The original rumors stated that Bill was the Bride's pimp and that she had to go and kill the five men who had traumatised her.

Turns out that's not the case:

WARNING: "Kill Bill" spoilers below
Like in Mia Wallace's Fox Force Five stint in Pulp Fiction, the Bride is one fifth of the deadliest female assassin group in the world, organised by the world's best; Bill. Much, some may say, like Charlies Angels in some respects.

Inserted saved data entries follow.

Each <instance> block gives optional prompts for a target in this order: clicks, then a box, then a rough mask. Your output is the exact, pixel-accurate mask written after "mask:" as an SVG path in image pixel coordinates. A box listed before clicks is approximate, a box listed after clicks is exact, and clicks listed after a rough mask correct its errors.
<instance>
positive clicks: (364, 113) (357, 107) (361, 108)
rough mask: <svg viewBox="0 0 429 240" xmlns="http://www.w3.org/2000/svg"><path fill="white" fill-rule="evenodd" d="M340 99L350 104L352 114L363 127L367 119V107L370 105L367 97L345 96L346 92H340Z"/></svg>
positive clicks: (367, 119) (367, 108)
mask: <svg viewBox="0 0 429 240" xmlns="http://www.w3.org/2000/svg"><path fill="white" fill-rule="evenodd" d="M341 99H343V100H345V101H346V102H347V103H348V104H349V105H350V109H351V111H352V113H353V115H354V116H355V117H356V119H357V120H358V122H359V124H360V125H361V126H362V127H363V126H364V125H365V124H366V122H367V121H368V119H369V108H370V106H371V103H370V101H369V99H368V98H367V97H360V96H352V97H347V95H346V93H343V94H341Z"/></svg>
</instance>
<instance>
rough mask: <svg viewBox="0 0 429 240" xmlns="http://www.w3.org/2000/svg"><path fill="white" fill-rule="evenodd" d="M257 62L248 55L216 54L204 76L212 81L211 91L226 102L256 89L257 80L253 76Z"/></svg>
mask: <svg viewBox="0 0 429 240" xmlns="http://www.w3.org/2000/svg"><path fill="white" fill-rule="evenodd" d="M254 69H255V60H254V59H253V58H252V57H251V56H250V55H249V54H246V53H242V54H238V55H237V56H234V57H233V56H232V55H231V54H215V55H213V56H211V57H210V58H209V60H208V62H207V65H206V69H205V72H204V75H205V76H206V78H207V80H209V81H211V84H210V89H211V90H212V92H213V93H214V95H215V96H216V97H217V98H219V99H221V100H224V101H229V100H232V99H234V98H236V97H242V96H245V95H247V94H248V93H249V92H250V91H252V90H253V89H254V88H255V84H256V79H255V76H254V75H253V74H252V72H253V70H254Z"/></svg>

yeah i dont think a lot of people like to read the script before watching the movie.... It seems like it would totally ruin it.



A novel adaptation.
I liked the script,
but...
It could definitley use some work, I hope they post the changes soon.
__________________
"We are all worms, but I do believe I am a glow-worm."
--Winston Churchill



Back with a bang!
Apparently the movie is also influenced by the Swedish movie Thriller (a.k.a. Hooker's Revenge, a.k.a. They Call Her One Eye, a.k.a. Thriller - A Cruel Picture) from 1974. It is a very wierd move about a girl that is forced to heroin addiction and prostitution, and about her revenge on her pimp. The movie is extremely graphic, and actually contains real hard-core sex scenes, as well as shots from a real autopsy. Tarantino claims it is one of his all time favourite movies.